Se irguió de su incómoda postura e hizo varios movimientos rotatorios con los hombros.

—Vamos a aclarar el misterio, Carl. Pero hay que mandarlo a Vanløse, ¿vale? Me extrañaría que no pudieran averiguar la clase de madera con relativa rapidez, pero para identificar el tipo de pescado, partiendo de escamas, deben examinarlas expertos marítimos.

—Todo esto es muy interesante para seguir —dijo Assad—. Tenemos un compañero muy diestro, Carl.

«¿Diestro?» ¿Había dicho eso?

Carl se rascó la mejilla.

—¿Qué más puedes decir sobre esto, Laursen? ¿Hay algo más?

—Sí, no puedo ver si el que lo ha escrito era zurdo o diestro, no suele ocurrir cuando el papel es tan poroso. Casi siempre suele verse por cómo suben las letras. Por eso, debemos concluir que el mensaje se ha escrito en circunstancias difíciles. Puede que sobre una mala base, o puede que con las manos atadas. Puede que sea sin más una persona no acostumbrada a escribir. Pero apostaría a que el papel se ha utilizado para envolver pescado. Por lo que veo, hay restos de mucosidad, seguramente mucosidad de pescado. Porque ahora sabemos que la botella estaba herméticamente cerrada, así que los restos de pescado no entraron mientras flotaba en el agua. En cuanto a estas sombras del papel, no estoy seguro. Puede que no sea nada, es posible que el papel estuviera manchado, pero lo más probable es que las manchas se deban al tiempo que ha pasado en la botella.

—¡Interesante! Y, por lo demás, ¿qué te parece el mensaje en sí? ¿Vale la pena seguir insistiendo, o es solo una gamberrada?

—¡Una gamberrada! —Laursen levantó el labio superior y dejó al descubierto dos paletas ligeramente cruzadas. Aquello no significaba que fuera a reírse, sino más bien que había que escucharle—. Las depresiones que veo en ese papel muestran una escritura temblorosa. La punta de la astilla que ves ahí ha abierto un surco delgado y profundo hasta que se ha roto. En algunos sitios se ve tan claro que parece el surco de un disco de vinilo.

Sacudió la cabeza.

—No, Carl, me parece que no es una gamberrada. Parece estar escrito por alguien a quien le temblaba la mano. Tal vez debido a su situación, pero también puede que la persona estuviera aterrorizada. A primera vista, yo diría que esto es algo serio. Claro que nunca se sabe.

Entonces intervino Assad.

—Cuando ves tan de cerca las letras y los surcos, ¿puedes ver más letras, entonces?

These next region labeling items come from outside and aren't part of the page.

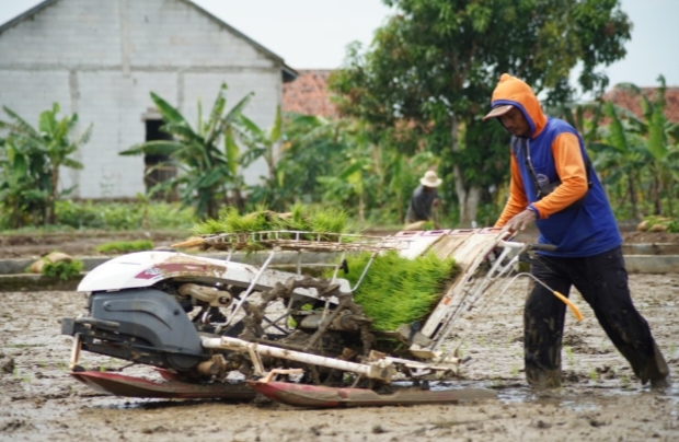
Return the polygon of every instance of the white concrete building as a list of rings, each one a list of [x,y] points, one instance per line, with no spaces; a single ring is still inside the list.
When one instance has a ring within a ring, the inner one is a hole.
[[[45,0],[0,26],[0,106],[37,126],[41,112],[77,113],[90,142],[65,170],[62,188],[80,198],[143,193],[145,159],[120,156],[158,137],[154,92],[195,125],[197,101],[209,112],[220,84],[227,107],[254,92],[245,115],[263,128],[274,123],[283,83],[297,72],[271,50],[189,0]],[[0,118],[8,116],[0,112]],[[266,168],[245,173],[254,183]]]

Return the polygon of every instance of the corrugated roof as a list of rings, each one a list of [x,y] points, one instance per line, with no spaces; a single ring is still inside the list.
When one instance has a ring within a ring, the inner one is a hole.
[[[330,101],[327,79],[331,70],[300,69],[297,80],[283,85],[283,111],[302,115],[337,117]]]
[[[646,94],[646,96],[653,100],[657,88],[641,88],[642,91]],[[643,118],[642,115],[642,106],[641,106],[641,95],[633,95],[628,91],[613,88],[606,94],[603,94],[603,101],[613,102],[615,105],[623,107],[634,115]],[[679,88],[672,86],[667,88],[665,90],[665,117],[672,123],[679,123]]]
[[[7,30],[18,25],[19,23],[23,22],[24,20],[30,19],[31,16],[37,14],[38,12],[41,12],[42,10],[47,8],[48,5],[50,5],[53,3],[56,3],[57,1],[59,1],[59,0],[45,0],[45,1],[36,4],[35,7],[31,8],[30,10],[25,11],[24,13],[16,15],[14,19],[8,21],[7,23],[0,24],[0,34],[2,34],[4,31],[7,31]],[[231,26],[230,24],[228,24],[223,20],[212,15],[211,13],[206,11],[205,9],[200,8],[199,5],[194,3],[193,1],[191,1],[191,0],[180,0],[180,1],[183,1],[184,3],[187,3],[187,4],[192,5],[193,8],[197,9],[203,14],[209,16],[211,20],[214,20],[215,22],[217,22],[221,26],[226,27],[227,30],[229,30],[234,35],[237,35],[240,38],[244,39],[245,42],[248,42],[249,44],[251,44],[252,46],[254,46],[255,48],[257,48],[258,50],[261,50],[262,53],[264,53],[268,57],[271,57],[274,60],[280,62],[280,65],[281,65],[281,74],[283,74],[283,81],[284,82],[287,83],[287,82],[294,81],[297,78],[297,71],[295,69],[290,68],[289,66],[287,66],[285,63],[284,59],[279,55],[277,55],[277,54],[271,51],[269,49],[265,48],[264,46],[262,46],[257,42],[253,40],[252,38],[250,38],[245,34],[243,34],[242,32],[240,32],[235,27]]]

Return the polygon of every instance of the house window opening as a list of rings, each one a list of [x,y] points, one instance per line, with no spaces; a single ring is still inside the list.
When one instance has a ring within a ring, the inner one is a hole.
[[[163,125],[162,119],[147,119],[146,120],[146,141],[156,140],[172,140],[172,136],[163,132],[160,128]],[[145,155],[145,174],[143,183],[146,185],[147,193],[157,184],[165,182],[176,176],[176,165],[172,163],[172,160],[168,155]],[[153,199],[166,199],[176,200],[176,195],[165,195],[163,193],[157,193]]]

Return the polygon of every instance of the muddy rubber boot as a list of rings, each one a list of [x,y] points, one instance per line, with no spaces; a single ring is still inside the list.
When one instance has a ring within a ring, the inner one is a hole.
[[[531,387],[538,389],[560,388],[561,387],[561,369],[540,370],[537,368],[526,367],[526,380]]]
[[[646,363],[646,367],[638,373],[642,380],[642,385],[651,381],[651,388],[665,389],[672,385],[671,377],[669,376],[669,367],[658,349],[658,346],[653,344],[654,354],[653,358]]]

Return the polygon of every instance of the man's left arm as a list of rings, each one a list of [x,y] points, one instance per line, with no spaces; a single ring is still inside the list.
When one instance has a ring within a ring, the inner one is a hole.
[[[574,133],[559,135],[552,143],[552,154],[561,184],[531,205],[541,219],[565,209],[587,193],[587,171],[577,137]]]

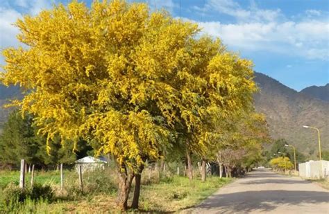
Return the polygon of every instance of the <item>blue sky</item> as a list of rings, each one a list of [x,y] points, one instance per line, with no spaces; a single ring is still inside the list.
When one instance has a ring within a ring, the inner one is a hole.
[[[11,25],[69,0],[0,1],[0,48],[17,46]],[[85,1],[90,5],[92,1]],[[219,37],[230,51],[252,60],[255,70],[299,91],[329,82],[329,1],[327,0],[129,0],[165,8]],[[0,58],[0,64],[3,63]]]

—Sí, un par, pero solo hasta donde se rompe la punta del útil de escritura.

Assad le pasó una copia del enorme mensaje de la pared.

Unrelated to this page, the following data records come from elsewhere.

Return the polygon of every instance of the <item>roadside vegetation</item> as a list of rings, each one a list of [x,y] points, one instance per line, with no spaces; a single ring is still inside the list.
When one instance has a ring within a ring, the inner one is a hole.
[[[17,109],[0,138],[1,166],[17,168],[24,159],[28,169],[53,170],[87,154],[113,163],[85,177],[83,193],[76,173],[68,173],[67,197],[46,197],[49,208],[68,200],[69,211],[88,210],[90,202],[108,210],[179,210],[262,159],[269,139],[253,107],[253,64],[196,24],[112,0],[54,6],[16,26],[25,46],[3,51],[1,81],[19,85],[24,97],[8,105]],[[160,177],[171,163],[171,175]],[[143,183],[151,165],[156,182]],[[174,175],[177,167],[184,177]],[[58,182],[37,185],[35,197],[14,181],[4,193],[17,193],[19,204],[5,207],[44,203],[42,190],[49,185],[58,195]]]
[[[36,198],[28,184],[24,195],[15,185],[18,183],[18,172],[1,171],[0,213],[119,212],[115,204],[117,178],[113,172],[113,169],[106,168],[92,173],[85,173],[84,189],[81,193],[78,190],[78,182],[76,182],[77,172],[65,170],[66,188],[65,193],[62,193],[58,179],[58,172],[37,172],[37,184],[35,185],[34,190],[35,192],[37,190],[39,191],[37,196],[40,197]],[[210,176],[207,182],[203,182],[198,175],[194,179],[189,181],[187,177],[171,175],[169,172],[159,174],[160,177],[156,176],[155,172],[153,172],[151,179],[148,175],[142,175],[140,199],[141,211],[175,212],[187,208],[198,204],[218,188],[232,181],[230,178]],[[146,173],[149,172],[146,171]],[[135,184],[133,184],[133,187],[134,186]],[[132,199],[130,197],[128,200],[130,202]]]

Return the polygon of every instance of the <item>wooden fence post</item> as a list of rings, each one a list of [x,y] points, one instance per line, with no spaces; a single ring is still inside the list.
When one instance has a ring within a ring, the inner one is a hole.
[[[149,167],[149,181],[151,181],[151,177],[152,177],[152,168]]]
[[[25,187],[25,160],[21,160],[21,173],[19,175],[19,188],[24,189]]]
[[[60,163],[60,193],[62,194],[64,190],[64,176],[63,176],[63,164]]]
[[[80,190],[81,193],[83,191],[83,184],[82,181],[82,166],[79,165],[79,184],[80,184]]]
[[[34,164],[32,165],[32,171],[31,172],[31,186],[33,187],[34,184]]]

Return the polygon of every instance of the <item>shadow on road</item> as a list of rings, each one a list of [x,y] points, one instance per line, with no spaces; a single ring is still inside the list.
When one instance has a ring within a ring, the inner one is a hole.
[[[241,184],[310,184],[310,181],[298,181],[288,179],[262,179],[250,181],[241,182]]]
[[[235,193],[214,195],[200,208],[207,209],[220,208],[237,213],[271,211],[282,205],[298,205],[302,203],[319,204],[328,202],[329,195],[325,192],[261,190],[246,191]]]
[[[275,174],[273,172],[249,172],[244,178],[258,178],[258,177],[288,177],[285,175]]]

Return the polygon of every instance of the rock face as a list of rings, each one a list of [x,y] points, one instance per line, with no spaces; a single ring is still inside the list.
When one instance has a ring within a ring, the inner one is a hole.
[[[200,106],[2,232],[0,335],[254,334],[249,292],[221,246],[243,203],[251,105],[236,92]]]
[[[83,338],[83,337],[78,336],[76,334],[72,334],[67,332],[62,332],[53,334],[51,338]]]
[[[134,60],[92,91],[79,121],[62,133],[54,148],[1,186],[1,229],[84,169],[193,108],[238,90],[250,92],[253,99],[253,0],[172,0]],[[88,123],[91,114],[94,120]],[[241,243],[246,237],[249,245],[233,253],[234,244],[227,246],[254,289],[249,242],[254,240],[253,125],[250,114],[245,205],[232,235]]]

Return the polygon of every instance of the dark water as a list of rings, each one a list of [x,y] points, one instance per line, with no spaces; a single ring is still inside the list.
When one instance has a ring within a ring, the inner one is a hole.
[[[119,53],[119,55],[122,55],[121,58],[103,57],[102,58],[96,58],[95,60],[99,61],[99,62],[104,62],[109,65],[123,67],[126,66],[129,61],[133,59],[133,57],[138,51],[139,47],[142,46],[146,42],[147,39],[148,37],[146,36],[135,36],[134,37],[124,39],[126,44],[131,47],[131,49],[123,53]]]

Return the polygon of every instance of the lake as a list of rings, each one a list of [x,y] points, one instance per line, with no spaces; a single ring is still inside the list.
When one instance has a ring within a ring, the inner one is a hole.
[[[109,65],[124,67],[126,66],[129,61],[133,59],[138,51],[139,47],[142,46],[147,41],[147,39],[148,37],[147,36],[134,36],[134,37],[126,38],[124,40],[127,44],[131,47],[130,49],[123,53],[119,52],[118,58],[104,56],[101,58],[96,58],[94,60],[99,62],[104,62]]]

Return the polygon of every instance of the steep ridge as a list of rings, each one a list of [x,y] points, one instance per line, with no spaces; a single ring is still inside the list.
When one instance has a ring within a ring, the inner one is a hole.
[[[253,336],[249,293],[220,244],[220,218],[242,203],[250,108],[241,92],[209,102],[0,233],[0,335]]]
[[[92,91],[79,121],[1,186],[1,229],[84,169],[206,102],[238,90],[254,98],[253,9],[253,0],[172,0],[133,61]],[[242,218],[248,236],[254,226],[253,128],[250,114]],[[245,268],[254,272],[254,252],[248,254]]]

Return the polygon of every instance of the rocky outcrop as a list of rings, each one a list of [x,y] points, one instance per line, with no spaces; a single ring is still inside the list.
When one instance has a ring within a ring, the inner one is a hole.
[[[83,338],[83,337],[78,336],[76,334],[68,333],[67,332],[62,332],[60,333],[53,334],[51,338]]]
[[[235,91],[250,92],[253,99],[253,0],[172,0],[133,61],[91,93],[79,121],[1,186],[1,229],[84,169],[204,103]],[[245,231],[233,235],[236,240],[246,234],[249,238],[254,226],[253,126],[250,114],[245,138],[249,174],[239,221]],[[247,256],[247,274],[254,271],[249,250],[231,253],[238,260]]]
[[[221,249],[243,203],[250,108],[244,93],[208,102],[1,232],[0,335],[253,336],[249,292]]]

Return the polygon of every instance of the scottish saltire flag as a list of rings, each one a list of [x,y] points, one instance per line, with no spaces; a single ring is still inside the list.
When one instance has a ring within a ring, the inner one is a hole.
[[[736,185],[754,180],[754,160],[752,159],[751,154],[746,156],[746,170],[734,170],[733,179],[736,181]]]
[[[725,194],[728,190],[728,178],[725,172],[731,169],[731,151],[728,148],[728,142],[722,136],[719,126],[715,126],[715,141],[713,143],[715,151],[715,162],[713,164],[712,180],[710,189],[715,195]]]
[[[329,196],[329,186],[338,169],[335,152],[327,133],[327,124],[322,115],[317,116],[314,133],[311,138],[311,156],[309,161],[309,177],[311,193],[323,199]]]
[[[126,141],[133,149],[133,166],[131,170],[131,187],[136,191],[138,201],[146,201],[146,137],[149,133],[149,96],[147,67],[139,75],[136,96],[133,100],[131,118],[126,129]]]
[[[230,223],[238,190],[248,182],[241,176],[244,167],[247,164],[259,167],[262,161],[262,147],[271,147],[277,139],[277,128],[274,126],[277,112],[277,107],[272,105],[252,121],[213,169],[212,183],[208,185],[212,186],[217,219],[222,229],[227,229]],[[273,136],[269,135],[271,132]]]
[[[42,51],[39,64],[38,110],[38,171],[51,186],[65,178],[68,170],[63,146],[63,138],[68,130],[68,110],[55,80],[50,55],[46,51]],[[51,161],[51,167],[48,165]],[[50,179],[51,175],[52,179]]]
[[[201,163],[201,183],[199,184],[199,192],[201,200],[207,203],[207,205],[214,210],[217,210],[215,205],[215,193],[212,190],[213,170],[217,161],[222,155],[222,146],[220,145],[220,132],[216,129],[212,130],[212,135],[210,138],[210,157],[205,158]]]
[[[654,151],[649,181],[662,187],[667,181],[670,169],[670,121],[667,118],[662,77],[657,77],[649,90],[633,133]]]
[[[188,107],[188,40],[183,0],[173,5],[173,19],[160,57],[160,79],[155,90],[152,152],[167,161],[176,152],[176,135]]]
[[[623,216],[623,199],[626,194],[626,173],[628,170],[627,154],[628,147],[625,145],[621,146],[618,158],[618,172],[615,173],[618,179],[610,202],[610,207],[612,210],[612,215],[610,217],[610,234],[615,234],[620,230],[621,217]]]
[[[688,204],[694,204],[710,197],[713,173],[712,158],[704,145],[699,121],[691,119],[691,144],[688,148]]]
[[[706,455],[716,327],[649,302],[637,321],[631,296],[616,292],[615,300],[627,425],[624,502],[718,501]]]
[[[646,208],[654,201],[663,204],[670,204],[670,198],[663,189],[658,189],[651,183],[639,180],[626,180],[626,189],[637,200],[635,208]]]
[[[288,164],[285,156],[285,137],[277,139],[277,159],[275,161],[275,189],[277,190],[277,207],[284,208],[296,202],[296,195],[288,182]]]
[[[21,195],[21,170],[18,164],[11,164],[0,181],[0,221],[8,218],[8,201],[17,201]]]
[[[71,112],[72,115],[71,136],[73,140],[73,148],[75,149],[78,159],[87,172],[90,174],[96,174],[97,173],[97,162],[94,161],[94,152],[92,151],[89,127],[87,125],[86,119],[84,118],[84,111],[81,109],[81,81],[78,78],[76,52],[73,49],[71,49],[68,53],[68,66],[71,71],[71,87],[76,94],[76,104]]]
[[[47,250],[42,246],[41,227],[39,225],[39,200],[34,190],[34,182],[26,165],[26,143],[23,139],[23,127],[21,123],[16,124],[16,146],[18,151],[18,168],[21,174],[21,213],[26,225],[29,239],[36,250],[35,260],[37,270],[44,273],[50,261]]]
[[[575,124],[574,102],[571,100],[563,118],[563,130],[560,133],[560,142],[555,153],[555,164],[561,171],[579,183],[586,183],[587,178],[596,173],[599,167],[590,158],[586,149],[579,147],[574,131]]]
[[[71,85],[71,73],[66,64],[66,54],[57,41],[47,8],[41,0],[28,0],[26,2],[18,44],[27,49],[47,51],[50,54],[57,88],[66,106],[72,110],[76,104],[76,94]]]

—¿Podrías escribir aquí las letras que crees que faltan? —solicitó.

Laursen asintió en silencio y volvió a colocar la lupa sobre el mensaje original. Después de escrutar un rato las primeras líneas, dijo:

—Bueno, es lo que me parece, pero no pondría la mano en el fuego.

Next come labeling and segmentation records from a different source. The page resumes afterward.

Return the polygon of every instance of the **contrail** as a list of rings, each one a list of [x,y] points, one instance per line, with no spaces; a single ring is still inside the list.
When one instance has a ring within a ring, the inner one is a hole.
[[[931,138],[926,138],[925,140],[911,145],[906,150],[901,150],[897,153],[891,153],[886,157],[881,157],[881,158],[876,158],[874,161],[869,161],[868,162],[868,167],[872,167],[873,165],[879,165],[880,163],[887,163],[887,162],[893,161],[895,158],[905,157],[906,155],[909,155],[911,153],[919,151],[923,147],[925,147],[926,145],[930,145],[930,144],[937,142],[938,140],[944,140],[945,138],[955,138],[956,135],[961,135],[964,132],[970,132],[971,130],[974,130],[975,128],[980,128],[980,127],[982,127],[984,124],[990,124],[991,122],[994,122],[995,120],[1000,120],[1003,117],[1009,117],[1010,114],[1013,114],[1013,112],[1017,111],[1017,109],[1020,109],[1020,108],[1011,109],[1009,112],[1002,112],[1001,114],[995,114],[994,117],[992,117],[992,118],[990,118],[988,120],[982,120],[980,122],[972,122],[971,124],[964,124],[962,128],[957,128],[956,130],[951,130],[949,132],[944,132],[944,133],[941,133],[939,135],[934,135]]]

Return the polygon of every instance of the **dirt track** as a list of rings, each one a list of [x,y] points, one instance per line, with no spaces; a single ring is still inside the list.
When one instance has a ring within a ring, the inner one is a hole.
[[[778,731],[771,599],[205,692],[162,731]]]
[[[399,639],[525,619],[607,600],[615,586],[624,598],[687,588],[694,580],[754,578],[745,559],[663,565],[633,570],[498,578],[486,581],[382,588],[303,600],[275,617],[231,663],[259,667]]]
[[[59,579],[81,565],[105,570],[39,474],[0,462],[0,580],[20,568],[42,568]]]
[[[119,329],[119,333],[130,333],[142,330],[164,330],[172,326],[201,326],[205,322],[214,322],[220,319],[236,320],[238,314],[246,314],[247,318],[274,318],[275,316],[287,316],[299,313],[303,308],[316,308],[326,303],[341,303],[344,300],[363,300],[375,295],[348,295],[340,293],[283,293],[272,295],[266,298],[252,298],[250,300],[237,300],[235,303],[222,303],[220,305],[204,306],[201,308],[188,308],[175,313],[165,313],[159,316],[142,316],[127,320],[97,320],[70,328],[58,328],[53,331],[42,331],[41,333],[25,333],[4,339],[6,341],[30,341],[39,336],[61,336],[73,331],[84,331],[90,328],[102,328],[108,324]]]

Después añadió cifras y letras, de modo que las primeras líneas del mensaje decían:

SOCORRO

.l .6 .e fev.ero de 1996 ..s ..que.traron … l.evar.n d. l. pa.ada .. a.tov.s de. autropv… en Bal… u. — .l. ombr… d. 1,8 …, b… pelo .or.o

Estuvieron un rato observando el resultado hasta que Carl rompió el silencio.

—¡1996! O sea que la botella pasó seis años en el mar hasta que la rescataron.

Laursen asintió con la cabeza.

—Sí. Estoy bastante seguro respecto al año, aunque los nueves estaban escritos al revés.

—Así que esa es la causa de que tus colegas escoceses no pudieran descifrarlo.

Laursen se alzó de hombros. Lo más seguro es que fuera así.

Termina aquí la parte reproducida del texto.